Proof that a Octahedron graph is 3-colorable?

Question

I worked on a problem that gives an adjacency matrix and lets you draw a graph from that. After some time I found that the graph is a) planar and b) not any planar graph, but a Octahedron.

The next part asked for a coloring of the graph and a proof thereof. We know that every planar graph can be colored in at most 4 colors by the 4-Color-Theorem, but after some trying I found out the above graph can be actually colored in 3 colors. Is there any straightforward proof of that, besides a proof by picture that just shows the actual coloring?

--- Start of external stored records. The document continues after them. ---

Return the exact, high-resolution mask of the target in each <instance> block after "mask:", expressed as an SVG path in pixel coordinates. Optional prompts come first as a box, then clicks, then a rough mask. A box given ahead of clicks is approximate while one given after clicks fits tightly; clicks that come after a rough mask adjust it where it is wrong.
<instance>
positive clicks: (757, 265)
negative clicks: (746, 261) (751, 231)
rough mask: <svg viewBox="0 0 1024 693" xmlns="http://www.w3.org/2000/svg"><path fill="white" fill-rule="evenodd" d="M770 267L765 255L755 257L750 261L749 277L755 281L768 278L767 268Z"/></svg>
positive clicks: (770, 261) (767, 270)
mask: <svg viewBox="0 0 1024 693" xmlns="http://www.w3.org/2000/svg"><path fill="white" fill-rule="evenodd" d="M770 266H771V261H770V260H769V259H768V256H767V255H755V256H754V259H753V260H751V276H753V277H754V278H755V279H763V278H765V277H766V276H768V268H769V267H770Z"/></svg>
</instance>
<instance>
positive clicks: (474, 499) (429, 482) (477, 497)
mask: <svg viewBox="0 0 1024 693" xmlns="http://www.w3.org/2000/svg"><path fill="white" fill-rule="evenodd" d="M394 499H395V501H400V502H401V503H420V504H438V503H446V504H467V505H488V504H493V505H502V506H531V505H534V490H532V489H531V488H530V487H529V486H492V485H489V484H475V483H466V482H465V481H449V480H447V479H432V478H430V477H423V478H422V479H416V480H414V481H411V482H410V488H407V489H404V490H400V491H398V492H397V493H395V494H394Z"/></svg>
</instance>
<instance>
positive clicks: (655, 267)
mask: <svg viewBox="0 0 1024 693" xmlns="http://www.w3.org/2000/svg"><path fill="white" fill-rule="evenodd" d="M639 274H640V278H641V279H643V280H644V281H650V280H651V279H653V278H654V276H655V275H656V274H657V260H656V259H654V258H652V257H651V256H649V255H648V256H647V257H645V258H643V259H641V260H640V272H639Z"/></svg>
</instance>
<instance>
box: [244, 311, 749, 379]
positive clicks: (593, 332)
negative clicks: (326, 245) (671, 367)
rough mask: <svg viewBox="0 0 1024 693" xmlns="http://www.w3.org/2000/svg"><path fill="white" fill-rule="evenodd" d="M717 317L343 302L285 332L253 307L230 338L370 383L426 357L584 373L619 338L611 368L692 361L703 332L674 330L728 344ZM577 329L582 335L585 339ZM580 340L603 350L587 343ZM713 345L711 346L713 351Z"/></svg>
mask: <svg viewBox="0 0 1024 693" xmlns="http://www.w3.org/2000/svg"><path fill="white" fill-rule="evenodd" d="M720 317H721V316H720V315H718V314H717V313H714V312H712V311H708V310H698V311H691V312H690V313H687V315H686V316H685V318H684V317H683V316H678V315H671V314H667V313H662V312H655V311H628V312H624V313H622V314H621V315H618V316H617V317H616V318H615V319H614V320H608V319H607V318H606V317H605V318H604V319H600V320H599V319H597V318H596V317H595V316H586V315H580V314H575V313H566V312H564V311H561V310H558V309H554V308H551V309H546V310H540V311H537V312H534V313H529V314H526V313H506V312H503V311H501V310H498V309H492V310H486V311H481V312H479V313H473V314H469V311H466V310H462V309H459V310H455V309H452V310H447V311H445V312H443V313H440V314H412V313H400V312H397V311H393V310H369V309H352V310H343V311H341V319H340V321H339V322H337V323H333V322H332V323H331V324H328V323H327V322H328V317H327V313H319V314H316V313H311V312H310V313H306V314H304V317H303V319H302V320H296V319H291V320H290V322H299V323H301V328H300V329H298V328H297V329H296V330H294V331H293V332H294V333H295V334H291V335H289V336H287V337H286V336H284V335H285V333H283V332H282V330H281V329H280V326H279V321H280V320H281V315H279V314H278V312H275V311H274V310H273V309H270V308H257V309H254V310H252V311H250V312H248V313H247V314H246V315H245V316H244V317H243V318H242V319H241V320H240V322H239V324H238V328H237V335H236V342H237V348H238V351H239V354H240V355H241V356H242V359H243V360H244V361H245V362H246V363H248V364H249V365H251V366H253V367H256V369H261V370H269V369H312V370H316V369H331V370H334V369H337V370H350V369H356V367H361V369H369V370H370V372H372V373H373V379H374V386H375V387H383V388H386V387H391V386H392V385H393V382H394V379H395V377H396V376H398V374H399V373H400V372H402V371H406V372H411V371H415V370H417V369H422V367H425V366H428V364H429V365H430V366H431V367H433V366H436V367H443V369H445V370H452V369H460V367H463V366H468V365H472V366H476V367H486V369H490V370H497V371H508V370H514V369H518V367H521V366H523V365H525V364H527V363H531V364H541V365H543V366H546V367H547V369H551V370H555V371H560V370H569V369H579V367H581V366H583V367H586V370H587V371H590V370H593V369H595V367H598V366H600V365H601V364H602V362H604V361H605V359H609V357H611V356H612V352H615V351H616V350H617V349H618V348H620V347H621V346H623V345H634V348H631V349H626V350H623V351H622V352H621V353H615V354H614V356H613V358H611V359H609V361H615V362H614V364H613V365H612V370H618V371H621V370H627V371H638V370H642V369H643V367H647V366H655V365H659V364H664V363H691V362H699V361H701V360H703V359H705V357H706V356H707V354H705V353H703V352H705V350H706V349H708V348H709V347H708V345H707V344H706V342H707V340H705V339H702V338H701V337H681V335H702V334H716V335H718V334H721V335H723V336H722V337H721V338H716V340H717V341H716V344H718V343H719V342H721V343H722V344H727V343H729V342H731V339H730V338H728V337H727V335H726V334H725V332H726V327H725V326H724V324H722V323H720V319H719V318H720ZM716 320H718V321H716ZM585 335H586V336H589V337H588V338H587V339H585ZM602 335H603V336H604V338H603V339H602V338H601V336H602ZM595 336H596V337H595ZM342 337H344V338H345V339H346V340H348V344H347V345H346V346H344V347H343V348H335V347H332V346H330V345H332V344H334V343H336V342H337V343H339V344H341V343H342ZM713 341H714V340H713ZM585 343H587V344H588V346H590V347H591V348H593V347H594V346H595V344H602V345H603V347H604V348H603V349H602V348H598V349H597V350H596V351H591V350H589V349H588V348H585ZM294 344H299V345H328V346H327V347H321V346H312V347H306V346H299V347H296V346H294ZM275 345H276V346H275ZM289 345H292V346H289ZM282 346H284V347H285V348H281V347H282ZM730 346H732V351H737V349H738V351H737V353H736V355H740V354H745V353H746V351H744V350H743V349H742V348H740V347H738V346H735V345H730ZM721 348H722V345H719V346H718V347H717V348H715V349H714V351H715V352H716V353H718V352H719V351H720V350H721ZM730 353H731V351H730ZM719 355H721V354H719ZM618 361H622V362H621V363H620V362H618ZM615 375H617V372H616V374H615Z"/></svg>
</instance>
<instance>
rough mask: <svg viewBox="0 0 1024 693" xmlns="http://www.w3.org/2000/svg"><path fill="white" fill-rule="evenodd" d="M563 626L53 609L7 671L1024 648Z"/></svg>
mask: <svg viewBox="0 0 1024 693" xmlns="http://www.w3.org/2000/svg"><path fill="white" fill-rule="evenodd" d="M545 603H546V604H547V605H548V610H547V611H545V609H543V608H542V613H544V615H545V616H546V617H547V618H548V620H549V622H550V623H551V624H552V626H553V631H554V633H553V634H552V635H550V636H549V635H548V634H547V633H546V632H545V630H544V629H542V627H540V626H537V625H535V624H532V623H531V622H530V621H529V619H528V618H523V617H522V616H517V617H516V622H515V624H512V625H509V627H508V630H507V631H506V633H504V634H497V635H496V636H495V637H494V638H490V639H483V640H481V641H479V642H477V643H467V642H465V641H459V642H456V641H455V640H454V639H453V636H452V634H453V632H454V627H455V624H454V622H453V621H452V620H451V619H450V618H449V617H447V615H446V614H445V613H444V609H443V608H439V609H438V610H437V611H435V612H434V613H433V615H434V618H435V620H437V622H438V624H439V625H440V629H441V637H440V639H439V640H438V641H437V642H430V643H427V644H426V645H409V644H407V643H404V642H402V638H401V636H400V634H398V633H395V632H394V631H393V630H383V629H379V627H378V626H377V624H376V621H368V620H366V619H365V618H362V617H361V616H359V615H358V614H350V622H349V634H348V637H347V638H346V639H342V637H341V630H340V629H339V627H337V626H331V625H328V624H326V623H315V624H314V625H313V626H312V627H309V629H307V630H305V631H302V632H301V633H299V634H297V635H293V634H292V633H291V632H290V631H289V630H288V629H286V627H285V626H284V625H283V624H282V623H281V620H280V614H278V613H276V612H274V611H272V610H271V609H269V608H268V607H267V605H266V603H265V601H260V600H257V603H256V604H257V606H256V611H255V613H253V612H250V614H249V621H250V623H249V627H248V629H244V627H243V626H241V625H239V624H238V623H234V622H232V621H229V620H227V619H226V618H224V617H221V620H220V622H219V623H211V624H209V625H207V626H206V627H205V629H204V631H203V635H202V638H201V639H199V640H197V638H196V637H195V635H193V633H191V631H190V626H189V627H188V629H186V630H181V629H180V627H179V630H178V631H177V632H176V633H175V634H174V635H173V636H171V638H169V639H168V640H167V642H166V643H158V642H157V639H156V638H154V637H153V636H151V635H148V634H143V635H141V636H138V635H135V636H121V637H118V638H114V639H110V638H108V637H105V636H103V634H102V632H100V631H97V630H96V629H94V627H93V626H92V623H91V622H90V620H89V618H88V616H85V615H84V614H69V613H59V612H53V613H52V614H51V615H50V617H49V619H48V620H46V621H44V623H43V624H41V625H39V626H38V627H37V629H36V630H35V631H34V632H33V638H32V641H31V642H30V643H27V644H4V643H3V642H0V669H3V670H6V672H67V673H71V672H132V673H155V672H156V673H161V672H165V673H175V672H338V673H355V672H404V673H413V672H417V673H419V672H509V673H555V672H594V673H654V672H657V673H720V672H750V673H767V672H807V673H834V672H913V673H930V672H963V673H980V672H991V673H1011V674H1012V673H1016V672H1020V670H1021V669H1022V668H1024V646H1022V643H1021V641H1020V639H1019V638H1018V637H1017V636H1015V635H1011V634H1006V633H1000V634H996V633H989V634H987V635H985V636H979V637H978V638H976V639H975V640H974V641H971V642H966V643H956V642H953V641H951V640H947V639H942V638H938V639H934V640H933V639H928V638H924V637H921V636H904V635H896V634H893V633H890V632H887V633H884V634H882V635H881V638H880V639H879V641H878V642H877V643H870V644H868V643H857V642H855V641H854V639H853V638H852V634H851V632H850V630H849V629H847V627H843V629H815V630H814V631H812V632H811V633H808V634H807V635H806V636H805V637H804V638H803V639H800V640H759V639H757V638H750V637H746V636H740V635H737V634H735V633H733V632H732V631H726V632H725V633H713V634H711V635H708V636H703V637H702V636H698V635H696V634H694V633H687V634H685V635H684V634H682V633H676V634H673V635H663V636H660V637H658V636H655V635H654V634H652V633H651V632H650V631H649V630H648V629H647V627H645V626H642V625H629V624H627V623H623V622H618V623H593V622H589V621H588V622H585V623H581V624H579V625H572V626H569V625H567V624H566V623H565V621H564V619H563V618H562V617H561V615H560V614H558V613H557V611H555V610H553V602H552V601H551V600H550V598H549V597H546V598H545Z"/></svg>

It has to do with the triangles that exist in the graph, so I thought a bit about using some kind of structural induction that starts with one triangle and then adds more until the structure is complete, but I think that is also quite involved.

Answer 1

Each vertex is adjacent to four others, and antipodal to one. There are six vertices, hence three nonadjacent, antipodal pairs. Each antipodal pair receives one color.

Answer 2

If you know that the regular octahedron is the dual of the cube, then you know that $3$-coloring the vertices of the octahedron is equivalent to $3$-coloring the faces of the cube. If the cube is in standard position in a coordinate system, then each face of the cube is parallel to one of the three coordinate planes, and of course parallel faces can be given the same color.